Many will remember Sue Lockwood, the former Corporate Resources Director of East Riding of Yorkshire Council (ERYC). The TPA held two protests outside County Hall, protesting against a discretionary payment made to her pension fund of £364,205. She received this outrageous sum because she wanted to take early retirement. This was at a time when councillors were also saying the council could no longer afford to fund some community projects. Where charities lost out, senior council employees won.

ERYC is now proposing a change. As it stands, when employees wish to take early retirement their pensions can be enhanced by 5 years; as was the case with Ms Lockwood. Under new proposals, this enhancement will decrease to a maximum of 2 years, hence the headline in the East Riding Mail. By my calculations, instead of receiving £364K, Ms Lockwood would have received over £145K. Still a sizeable sum by anyone’s standards.

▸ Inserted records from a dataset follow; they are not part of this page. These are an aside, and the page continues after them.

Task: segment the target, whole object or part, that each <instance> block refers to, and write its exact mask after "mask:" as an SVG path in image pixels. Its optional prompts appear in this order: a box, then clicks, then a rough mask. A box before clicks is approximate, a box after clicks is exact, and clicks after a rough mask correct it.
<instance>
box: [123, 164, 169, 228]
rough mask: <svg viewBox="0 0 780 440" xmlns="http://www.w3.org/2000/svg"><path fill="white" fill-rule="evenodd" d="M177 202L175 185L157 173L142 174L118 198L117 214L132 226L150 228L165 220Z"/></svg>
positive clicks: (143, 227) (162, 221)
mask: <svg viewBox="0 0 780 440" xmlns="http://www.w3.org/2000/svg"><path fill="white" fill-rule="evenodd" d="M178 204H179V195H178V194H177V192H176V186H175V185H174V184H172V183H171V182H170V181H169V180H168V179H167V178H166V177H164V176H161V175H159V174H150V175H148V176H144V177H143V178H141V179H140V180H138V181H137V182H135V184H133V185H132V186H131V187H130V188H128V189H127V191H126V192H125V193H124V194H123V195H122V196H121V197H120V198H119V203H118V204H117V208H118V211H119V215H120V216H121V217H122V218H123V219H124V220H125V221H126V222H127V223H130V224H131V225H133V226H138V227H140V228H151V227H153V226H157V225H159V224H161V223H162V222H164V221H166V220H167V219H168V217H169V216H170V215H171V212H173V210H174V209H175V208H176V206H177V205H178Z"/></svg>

I made my views very clear in the press a couple of weeks ago. Council employees already receive generous, taxpayer funded pensions. If you work for 30 years, you should receive a pension based on 30 years service; not 35 or 32 years. This should be the message coming out of County Hall. Instead Cllr Cross, chairman of the review panel, said these proposals were fair to taxpayers and staff. No, Cllr Cross, they are generous to staff and unfair to taxpayers.

These proposals have yet to be discussed by the cabinet and full council. I will be writing to all cabinet members, and making the TPA’s case that council employees should not receive any enhancements in their pensions. If that doesn’t work, I can feel another protest coming on. Watch this space.